Figure 1 and Figure 2 show that there is a huge outlier for both the high prices and low prices.
Hmisc::describe(trading_means)## trading_means
##
## 2 Variables 36 Observations
## --------------------------------------------------------------------------------
## high_price_means
## n missing distinct Info Mean Gmd .05 .10
## 36 0 36 1 906.2 1121 148.2 158.6
## .25 .50 .75 .90 .95
## 239.0 458.1 699.3 1553.7 1715.6
##
## lowest : 140.4375 144.4000 149.4000 152.9417 164.2062
## highest: 1412.6091 1694.8804 1710.0864 1732.0577 12516.9583
## --------------------------------------------------------------------------------
## low_price_means
## n missing distinct Info Mean Gmd .05 .10
## 36 0 36 1 882.4 1093 143.8 152.8
## .25 .50 .75 .90 .95
## 232.6 447.0 687.3 1514.0 1663.0
##
## lowest : 135.4250 140.6895 144.8938 148.2583 157.3000
## highest: 1377.3561 1650.6551 1659.8283 1672.5409 12245.5833
## --------------------------------------------------------------------------------
The Hmisc library has a describe function which shows the means, the 5th, 10th, 25th, 50th, 75th, 90th, 95th percentiles, the 5 lowest values, and 5 highest values for each variable for a given dataframe. The output above reveals that the highest value for both the high_price_means and low_price_means are a order of magnitude larger than the 2nd highest, which is why there a huge outlier for both graphs.
trading_means %>%
filter(high_price_means > 10000 | low_price_means > 10000)## high_price_means low_price_means
## AUTO-TYRES AND TUBES 12516.96 12245.58
The output for the code block above shows that the AUTO-TYRES AND TUBES Sector has the highest high and low price means. In fact, this is the only sector with a high or low price mean of over 10,000. This is a significant outlier. Therefore, it was omitted in the following two graphs.
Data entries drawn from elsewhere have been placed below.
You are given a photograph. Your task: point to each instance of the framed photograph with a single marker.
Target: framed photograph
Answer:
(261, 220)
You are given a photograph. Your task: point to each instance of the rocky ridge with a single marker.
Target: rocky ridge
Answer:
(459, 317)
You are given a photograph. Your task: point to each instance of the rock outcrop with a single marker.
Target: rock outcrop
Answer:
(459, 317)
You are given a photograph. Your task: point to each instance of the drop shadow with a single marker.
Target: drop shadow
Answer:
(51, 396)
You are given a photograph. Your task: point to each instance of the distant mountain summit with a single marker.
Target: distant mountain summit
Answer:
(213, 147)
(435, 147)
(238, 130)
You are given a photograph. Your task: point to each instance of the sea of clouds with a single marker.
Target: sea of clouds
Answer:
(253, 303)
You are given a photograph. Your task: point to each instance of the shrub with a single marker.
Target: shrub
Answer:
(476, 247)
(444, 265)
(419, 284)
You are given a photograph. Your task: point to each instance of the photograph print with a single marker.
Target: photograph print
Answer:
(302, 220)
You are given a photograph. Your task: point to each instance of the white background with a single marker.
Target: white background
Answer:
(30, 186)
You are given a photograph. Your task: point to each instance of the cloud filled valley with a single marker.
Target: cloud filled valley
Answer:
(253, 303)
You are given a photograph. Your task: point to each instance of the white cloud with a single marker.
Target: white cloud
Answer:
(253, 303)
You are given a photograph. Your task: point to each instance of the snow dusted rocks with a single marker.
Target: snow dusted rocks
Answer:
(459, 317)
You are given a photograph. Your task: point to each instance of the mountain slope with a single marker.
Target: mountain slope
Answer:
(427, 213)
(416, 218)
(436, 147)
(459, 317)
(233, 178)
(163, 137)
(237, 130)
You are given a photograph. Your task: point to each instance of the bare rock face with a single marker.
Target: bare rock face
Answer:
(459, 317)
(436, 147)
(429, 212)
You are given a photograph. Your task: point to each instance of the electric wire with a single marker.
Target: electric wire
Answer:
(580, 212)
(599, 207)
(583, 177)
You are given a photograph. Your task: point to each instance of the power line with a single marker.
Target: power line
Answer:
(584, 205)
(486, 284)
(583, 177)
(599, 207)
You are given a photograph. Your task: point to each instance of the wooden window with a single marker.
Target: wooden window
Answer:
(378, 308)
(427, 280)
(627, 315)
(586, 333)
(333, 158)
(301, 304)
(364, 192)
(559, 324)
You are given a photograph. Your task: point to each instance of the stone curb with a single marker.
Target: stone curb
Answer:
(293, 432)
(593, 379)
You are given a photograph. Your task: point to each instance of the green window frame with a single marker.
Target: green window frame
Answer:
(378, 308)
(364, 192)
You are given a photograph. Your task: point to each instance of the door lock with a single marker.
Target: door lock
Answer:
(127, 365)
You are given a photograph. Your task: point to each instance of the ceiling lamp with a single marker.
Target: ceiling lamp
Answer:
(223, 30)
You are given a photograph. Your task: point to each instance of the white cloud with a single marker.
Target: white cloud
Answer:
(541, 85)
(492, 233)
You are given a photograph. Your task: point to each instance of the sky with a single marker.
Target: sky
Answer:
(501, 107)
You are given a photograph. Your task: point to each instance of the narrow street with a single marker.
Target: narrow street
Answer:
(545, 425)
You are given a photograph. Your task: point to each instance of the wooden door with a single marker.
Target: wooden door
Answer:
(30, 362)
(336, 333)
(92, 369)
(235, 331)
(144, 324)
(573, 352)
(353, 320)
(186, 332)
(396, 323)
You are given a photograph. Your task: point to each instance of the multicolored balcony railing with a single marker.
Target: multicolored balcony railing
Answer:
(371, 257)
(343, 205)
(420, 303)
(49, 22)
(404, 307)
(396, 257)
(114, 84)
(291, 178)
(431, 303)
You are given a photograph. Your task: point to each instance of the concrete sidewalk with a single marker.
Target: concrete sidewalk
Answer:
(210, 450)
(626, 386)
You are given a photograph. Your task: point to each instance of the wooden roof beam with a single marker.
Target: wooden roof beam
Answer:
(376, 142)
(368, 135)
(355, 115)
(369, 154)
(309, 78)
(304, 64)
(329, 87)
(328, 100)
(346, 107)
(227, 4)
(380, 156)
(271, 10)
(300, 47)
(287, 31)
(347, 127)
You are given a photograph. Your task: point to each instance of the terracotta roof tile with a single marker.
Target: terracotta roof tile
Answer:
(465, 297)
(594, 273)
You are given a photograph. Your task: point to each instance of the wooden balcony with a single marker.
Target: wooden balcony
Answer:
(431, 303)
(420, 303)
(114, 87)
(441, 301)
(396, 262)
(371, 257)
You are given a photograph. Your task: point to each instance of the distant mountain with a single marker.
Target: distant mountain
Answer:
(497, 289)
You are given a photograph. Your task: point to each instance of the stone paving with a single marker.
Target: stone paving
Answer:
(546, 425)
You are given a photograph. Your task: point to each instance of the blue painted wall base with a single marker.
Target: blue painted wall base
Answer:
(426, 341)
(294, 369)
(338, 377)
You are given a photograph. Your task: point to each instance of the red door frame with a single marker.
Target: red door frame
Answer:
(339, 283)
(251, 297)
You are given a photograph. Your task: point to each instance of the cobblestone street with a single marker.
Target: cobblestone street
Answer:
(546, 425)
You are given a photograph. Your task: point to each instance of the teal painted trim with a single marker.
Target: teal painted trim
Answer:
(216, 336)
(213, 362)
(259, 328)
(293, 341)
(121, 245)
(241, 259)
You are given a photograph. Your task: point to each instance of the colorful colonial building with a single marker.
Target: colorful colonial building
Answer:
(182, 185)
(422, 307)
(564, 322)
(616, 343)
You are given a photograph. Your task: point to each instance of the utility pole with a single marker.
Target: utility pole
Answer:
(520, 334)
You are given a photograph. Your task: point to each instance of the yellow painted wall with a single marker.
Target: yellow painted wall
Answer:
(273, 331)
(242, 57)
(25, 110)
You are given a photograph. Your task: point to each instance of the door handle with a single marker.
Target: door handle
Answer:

ggplot(data = trading_means %>% filter(high_price_means < 10000), aes(x = high_price_means)) +
geom_histogram() + xlab("High Price Means (Indian Rupees)") + ylab("Count")Fig. 3: High price means histogram. Mean high prices above 10,000 Indian rupees were filtered out of the data.
ggplot(data = trading_means %>% filter(low_price_means < 10000), aes(x = low_price_means)) +
geom_histogram() + xlab("Low Price Means (Indian Rupees)") + ylab("Count")Fig. 4: Low price means histogram. Mean low prices above 10,000 Indian rupees were filtered out of the data.
After removing the huge outlier from both the high price and low price means, it is shown that the distribution for both graphs looks to be unimodal and right skewed. The histograms for both the high and low trade price means imply that trade prices in the Indian stock market typically tend to stay below 1000 Indian Rupees a share.
Conclusions
By analyzing the Indian stock market data from Kaggle, it has been shown that this data is unimodal and right skewed. It would have been interesting to see the distribution of the data for those high and low prices that were not missing from the original dataset, since there were 599 missing stock prices from the original data. A future analysis could involve finding an association between the high price and low price and other variables in the dataset.